ネットワークを軸に商品力、事業展開力で強みを発揮
4. 同社の強み
同社の強みは、ネットワーク、商品力、事業展開力にある。ネットワークはさらに、推進力、企画力、監理力、一気通貫した体制といった強みにもつながっている。
ネットワークはさらに、知名度や信頼が高まるにつれ不動産仲介業者や銀行、証券会社、税理士事務所、会計事務所などとの関係を太くすることにもつながっている。また、同社とこうした企業・事務所はターゲットがともに富裕層のため、同社が顧客を紹介してもらうだけでなく、同社との取引によって同社顧客に発生した金融や税務、運用、資産処理などのニーズを紹介することができるため、相互補完の関係にもある。加えて、新たな顧客を紹介してくれる富裕層や、様々な情報を交換しあう同業とのネットワークも強みといえる。特に同業とは、一般的な競合関係に陥ることも多いが、資産形成用一棟収益マンションという競合が起きるにはニッチ過ぎる市場においては、情報交換を行うことで共存共栄が図られている。同社業態に近い新築投資用マンションの(株)タスキが2024年4月に資産運用型の新日本建物と合併し、より大きな共同持株会社タスキホールディングス<166A>となったが、同社にとって脅威というより情報力が強化されたという点でメリットの方が大きい。同社はこうしたネットワーク力をさらに強めるため、共同事業、事業提携、資本提携など取引先との関係強化を目的に2024年4月に情報開発部を新設した。さらに同年6月、証券関連事業と中古不動産再生など不動産関連事業を併営し富裕層に強いあかつき本社<8737>と提携し、資産形成用収益賃貸マンションを共同開発を行い、既に顧客への引き渡しも完了している。なお、同社は引き続き複数物件の共同開発に取り組んでいる。
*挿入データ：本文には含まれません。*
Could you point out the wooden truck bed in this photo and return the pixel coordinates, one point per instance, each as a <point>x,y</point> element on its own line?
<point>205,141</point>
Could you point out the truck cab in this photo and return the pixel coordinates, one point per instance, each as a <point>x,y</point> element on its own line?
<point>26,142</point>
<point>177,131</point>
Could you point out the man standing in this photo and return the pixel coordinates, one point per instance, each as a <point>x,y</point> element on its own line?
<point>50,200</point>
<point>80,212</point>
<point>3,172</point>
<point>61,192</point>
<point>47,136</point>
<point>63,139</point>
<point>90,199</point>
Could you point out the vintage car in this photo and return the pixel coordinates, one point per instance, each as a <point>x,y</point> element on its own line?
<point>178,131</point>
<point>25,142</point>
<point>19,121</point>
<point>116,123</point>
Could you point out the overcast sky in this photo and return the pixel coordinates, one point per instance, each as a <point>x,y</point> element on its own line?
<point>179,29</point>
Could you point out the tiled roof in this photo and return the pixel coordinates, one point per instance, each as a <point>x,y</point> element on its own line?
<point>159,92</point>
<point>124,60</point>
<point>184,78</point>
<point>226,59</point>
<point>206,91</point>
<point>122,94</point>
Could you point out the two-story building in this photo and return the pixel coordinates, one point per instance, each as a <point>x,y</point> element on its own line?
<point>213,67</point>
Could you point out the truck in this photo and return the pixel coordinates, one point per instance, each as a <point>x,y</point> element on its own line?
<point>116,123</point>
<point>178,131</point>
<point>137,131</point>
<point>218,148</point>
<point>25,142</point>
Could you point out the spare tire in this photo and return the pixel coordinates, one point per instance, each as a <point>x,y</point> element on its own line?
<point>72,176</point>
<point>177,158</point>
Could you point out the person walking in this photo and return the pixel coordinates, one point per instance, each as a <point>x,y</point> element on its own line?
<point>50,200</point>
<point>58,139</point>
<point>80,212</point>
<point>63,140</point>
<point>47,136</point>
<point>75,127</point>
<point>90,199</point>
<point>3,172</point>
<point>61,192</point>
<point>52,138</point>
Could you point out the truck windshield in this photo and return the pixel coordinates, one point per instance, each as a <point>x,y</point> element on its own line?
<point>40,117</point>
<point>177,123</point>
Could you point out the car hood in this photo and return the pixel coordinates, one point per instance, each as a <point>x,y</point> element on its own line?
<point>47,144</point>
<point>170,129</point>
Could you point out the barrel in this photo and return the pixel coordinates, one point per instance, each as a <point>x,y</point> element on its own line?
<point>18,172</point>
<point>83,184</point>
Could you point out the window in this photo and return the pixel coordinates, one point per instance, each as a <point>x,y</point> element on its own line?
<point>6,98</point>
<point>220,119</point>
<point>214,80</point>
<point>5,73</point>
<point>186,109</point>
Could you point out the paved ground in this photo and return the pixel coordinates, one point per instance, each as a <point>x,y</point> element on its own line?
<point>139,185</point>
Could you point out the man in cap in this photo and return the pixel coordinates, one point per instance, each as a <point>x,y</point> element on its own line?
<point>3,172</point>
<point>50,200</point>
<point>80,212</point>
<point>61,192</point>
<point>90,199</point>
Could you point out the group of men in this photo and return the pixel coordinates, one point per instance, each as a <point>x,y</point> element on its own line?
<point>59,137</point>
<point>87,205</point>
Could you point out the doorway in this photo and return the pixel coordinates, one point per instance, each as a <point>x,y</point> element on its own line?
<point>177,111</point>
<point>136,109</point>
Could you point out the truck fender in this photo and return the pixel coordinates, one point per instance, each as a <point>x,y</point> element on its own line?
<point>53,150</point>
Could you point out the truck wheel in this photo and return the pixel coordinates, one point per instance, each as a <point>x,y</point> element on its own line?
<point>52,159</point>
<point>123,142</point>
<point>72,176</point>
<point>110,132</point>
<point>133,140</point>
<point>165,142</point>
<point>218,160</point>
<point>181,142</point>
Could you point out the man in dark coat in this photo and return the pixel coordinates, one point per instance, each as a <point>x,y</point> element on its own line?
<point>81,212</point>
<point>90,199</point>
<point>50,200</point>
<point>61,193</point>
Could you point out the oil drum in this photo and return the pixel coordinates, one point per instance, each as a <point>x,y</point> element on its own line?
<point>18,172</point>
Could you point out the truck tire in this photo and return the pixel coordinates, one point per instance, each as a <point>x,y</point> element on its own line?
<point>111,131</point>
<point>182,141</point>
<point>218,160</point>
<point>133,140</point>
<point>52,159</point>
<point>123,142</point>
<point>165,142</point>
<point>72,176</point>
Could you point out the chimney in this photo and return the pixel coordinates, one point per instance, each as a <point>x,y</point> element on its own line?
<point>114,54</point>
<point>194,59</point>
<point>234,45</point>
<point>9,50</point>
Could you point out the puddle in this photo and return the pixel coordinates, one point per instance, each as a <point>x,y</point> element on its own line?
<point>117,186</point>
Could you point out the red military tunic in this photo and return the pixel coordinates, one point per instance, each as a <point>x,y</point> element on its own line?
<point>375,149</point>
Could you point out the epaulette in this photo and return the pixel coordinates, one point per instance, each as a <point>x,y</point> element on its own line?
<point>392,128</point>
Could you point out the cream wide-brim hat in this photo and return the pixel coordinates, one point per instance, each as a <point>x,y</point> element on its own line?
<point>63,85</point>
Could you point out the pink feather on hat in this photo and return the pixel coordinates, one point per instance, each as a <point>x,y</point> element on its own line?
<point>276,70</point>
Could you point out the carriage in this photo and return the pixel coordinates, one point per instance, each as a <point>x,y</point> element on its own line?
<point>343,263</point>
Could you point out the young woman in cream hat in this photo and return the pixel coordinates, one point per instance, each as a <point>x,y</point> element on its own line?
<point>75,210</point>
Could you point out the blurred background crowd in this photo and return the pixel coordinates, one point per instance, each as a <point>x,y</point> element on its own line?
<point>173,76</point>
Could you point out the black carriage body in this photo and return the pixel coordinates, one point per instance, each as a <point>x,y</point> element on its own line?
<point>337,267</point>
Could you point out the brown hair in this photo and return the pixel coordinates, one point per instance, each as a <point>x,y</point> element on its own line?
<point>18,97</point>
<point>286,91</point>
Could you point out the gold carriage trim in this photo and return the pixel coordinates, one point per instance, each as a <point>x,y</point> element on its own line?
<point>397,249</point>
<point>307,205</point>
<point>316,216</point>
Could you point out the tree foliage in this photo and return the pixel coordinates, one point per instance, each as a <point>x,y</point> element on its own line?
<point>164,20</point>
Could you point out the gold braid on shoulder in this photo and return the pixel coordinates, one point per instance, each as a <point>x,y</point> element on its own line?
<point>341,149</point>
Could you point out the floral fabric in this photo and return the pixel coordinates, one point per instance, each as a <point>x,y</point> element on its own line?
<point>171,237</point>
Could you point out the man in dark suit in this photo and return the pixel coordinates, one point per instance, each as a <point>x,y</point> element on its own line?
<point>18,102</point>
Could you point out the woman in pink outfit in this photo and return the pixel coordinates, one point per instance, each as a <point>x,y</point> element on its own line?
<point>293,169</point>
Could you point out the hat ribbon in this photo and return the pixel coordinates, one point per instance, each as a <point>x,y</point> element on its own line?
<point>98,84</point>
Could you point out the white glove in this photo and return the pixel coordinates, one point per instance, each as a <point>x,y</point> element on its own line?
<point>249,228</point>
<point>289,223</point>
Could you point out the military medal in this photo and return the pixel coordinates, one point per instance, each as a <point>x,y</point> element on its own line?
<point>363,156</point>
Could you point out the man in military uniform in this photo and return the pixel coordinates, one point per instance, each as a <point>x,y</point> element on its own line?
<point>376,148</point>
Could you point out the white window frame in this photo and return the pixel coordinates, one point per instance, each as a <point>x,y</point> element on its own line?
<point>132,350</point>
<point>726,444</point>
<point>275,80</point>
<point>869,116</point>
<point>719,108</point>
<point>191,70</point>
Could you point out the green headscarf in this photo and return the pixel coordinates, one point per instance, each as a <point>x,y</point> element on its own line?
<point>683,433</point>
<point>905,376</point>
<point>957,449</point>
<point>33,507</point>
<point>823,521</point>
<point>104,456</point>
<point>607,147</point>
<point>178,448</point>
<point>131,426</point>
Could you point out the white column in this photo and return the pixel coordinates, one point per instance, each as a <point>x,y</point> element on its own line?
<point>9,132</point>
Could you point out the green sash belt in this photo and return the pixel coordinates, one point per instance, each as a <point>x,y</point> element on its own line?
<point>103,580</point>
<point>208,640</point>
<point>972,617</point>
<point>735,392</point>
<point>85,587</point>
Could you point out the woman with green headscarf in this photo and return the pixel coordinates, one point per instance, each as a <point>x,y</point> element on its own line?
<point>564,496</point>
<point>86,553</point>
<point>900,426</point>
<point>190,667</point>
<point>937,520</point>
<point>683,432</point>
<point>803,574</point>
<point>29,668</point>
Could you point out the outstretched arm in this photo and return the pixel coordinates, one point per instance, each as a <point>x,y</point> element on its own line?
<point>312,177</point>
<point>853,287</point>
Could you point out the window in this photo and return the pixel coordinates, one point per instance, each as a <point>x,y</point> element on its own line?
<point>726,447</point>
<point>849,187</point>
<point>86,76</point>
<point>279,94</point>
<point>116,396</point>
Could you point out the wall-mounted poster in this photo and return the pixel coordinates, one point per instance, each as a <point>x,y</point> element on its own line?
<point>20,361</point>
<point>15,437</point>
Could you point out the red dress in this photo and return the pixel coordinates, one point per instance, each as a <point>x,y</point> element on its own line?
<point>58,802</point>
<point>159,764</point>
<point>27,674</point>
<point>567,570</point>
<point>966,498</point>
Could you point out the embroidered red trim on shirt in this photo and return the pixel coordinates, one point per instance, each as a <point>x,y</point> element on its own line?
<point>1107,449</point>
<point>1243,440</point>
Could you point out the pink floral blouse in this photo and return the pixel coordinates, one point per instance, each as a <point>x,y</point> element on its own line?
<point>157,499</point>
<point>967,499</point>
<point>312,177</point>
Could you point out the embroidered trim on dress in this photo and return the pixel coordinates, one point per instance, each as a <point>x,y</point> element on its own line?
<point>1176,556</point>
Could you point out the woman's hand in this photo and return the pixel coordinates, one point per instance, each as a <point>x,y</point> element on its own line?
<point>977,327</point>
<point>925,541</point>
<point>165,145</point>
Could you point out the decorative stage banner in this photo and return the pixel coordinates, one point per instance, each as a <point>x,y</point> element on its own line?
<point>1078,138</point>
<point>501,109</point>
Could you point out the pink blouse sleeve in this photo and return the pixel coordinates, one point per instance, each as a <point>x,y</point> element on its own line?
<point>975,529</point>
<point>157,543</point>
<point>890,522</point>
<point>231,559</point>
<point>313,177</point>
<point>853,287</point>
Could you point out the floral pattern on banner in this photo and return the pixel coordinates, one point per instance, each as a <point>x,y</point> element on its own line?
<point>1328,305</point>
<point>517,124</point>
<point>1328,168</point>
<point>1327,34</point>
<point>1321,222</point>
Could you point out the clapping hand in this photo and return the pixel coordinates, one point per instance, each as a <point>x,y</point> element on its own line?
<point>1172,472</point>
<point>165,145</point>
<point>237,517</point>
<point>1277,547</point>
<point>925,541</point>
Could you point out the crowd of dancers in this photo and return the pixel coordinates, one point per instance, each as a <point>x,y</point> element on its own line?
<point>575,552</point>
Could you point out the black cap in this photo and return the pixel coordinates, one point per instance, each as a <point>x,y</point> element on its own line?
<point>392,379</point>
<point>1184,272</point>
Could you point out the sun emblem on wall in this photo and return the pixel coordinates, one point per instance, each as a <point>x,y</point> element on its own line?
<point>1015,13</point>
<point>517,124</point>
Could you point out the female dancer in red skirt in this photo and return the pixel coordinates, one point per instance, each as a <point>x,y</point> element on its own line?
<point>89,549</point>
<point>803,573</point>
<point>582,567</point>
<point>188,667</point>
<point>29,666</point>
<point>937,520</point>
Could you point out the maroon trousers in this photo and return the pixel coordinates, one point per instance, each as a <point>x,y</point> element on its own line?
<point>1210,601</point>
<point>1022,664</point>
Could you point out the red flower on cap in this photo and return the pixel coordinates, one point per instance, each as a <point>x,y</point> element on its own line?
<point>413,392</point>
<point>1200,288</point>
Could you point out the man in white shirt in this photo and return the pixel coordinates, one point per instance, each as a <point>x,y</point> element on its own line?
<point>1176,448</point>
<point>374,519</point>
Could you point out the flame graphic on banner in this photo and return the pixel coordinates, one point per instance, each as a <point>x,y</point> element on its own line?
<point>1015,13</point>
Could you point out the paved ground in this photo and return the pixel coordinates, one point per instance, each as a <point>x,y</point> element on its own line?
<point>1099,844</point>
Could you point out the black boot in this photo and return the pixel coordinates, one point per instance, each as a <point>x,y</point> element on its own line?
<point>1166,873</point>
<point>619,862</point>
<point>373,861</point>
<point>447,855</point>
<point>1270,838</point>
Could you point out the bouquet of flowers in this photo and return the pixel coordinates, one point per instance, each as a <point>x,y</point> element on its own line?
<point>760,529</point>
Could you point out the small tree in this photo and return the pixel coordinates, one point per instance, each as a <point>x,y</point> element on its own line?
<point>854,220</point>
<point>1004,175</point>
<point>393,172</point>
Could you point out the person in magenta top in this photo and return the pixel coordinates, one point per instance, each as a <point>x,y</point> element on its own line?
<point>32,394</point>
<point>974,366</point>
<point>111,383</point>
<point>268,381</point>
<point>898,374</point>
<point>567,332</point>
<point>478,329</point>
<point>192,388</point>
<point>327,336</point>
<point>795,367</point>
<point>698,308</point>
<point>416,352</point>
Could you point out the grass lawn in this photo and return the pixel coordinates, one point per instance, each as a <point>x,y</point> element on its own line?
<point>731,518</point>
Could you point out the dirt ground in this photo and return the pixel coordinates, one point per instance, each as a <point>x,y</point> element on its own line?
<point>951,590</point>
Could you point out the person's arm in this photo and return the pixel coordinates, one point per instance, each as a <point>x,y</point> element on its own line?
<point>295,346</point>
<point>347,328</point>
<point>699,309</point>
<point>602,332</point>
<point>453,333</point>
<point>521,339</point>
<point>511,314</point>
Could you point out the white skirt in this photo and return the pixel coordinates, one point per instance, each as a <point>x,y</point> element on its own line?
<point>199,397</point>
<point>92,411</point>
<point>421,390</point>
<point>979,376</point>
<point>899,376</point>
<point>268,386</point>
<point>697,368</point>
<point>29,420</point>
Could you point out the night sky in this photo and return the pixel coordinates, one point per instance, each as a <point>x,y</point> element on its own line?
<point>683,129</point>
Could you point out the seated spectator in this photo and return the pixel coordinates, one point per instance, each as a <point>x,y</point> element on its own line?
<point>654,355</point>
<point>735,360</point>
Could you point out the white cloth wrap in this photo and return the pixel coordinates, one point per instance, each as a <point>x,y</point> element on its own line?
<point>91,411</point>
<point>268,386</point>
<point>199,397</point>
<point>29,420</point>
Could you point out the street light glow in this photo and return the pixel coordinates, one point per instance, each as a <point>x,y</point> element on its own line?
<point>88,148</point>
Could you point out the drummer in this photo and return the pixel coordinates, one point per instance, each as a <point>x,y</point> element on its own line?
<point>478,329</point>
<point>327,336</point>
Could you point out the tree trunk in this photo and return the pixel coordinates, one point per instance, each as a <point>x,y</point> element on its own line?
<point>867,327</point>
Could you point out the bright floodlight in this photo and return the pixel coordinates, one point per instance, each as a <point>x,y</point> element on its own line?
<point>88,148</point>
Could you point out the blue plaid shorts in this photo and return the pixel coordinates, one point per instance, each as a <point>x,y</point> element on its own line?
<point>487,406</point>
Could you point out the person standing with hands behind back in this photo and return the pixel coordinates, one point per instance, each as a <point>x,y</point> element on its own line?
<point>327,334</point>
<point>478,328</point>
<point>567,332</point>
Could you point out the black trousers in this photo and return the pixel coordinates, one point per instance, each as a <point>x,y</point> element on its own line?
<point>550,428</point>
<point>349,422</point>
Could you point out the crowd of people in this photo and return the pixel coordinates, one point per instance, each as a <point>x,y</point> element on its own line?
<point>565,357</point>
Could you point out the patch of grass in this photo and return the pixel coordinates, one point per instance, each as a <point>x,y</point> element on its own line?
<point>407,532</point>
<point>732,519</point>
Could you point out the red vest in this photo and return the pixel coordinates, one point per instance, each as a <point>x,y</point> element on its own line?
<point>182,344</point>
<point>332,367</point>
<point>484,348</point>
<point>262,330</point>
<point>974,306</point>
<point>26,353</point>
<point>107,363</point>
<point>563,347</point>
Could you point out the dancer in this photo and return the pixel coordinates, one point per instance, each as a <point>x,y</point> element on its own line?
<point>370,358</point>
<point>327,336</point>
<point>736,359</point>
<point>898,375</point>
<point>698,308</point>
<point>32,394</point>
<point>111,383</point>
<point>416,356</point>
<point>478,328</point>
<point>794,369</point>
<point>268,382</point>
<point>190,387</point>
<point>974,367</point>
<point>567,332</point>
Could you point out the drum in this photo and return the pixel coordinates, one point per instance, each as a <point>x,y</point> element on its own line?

しかし、商品力や事業展開力がなければ、こうしたネットワークも生かすことができない。同社は商品力を強化するため、トランクルームやカーシェアポートの設置など様々な機能を取り入れて物件の付加価値化を図っているほか、防音マンション「ラシクラス(RASICLAS)」を販売する(株)らしくと提携してミュージシャンやユーチューバー、ゲーマーからのニーズが高い防音マンションを開発するなど、企画力やデザイン性、資産価値の高い商品の供給を続けている。また、事業展開力の面では、シナジーを考慮しつつスタートアップ企業への出資を行っている。出資を通じて、不動産開発にDXを導入することで生産性と効率性の向上につなげ、相対的に高い事業収支率を実現した。さらに、リノベーション再販事業において、多様化するニーズに対応したリノベーション住宅開発や省エネ住宅など事業領域の拡大を目的に(一社)リノベーション協議会に入会した。
人材育成の強化や資金調達など課題の解消に動く
5. 同社の課題
企業規模が急速に拡大するなか、強みをさらに発揮するためには、人材育成の強化と資金調達の多様化が課題になる。東証TOKYO PRO Marketへの上場によって管理面の人材が補強でき、内部統制やリスク管理体制の整備・強化及びコンプライアンスの徹底は進んだ。しかし、現状では急成長中の新築マンション開発事業に人材を集中する必要があり、リノベーション再販事業には人材を回しきれていない。リノベーション再販事業のニーズが高まっているため、今後、人材育成の強化がより必要になってきた。また、総資産121億円に対し棚卸資産が76億円、借入金が93億円という財務体質(2025年11月期中間期末)も課題といえる。在庫自体がプロジェクトとして資金調達と紐付いていること、金融機関とのネットワークが強固になったことから、今後も借入金と棚卸資産を増やすことで事業規模の拡大が可能と考えられる。しかし、金利が反転上昇しつつあるなか、棚卸資産と紐付いているとはいえ借入金の大きさはリスクといえ、棚卸資産の安定的収益化(在庫回転率の引き上げ)、資産の入れ替え、直接金融などによって、将来的に財務体質を向上させる必要があると思われる。同社はこうした課題に関して既に認識しているようで、解消に向けて動いているところである。